We have partnerships with social networks. [For example], we have a partnership with Tencent on the WeChat platform in China. We have activated that for our Amway business owners and entrepreneurs to reach customers and do social selling. We’ve just [struck] a similar partnership with KakaoTalk in Korea. We are also investing in our own abilities to have our easy frictionless shopping for Amway Business Owners and their customers.

“While these cultural principles are always good on a piece of paper, in some senses during this pandemic, people have gotten an opportunity to walk the talk.” –Milind Pant

Knowledge@Wharton: You talked about leading from the heart. How does a company with such a distributed workforce reinforce corporate values all the way down the chain? What are the challenges there, and how do you go about doing that?

Pant: That still remains a challenge. What we’ve dipped into is the reservoir of a culture in goodwill that has been built over the years. We are a family company, and our values — and in some sense our purpose — have been a part of the business for 60 years.

That has come in good stead for us. We’ve harnessed that, and empowered people. The other thing that’s happened is management has become democratized through this process.
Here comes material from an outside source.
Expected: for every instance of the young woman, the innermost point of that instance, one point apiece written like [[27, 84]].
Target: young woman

Every person on a Microsoft Teams [meeting] or a Zoom call has an equal voice. In some sense, because control and compliance is more difficult to do, that has led to empowering especially those who are in the markets, and those who are closest to our Amway Business Owners, to do the right thing.

We have three cultural principles: Live to serve, love to learn, and lead from the heart. While these cultural principles are always good on a piece of paper, in some senses during this pandemic, people have gotten an opportunity to walk the talk.
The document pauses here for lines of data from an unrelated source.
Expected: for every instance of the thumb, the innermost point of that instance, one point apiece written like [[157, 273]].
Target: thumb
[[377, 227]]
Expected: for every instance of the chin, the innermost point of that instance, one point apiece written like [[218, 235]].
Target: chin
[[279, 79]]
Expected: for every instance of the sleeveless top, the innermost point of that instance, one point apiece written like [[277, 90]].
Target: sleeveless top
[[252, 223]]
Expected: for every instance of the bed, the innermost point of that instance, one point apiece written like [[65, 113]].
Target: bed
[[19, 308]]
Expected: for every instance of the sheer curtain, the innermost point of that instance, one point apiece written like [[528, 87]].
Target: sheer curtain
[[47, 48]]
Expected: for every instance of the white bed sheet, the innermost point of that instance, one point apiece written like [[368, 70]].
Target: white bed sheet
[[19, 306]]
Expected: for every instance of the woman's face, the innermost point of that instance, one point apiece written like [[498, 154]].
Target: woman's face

Knowledge@Wharton: What is the single most important leadership quality that you think is needed in this time, and maybe in the near future?

Pant: Bill Gates had a recommendation on [having] a growth mindset. It’s something that for me is a work-in-progress…. That’s something in which our founders, Rich [DeVos] and Jay [Van Andel], were pioneers. At Amway, we encourage everyone to have a founder’s growth mindset. That is perhaps is the most important quality that I personally value. The other one is to lead from the heart. For all of us, at times, and especially during times of stress, and in the kinds of conflict that are taking place now, we can’t go into pride or fear. We’ve got to remind ourselves to continue to be on a journey to lead with love and humility.

Leadership Takeaways

Useem: Here are my three takeaways from our discussion. Number one, don’t forget to lead with the heart along with the head. We’re dealing with people, not automatons or robots. It’s vital for leading at any level, maybe especially from the very top.

Number two, I like the phrase “listen and learn.” We learn so much if we’re in touch with the entrepreneurs who work with us, and from the customers who buy from us. It’s amazing – if you’ve got a good ear – what you can acquire and bring in. Number three, relevant to especially the last several months, employee safety is everything. And if we do that well, they will never forget, and their loyalty will be there for years to come. Milind, what would you add?

Pant: I would just add a couple of ones. I’m reminded of one of your books that I read before I took on this role, which is that long-term strategy is the best short-term strategy. I think during times like this, we’ve just got to remind ourselves of that mantra, Mike, which you had very well captured in that book.

The other thing is that I consider myself to continue to be a work-in-progress. As I grew up in India, during my teenage years, my father used to encourage me to listen to BBC Radio to learn English — which is not my first language — or to read the morning newspaper, which used to be the Times of India.

That stayed with me in the back of my head. Today I read five to seven newspapers online every single day. I read as many books as I can. My wife believes that makes me a very boring person, but I just love to learn. And this conversation today has been another opportunity for me to do that.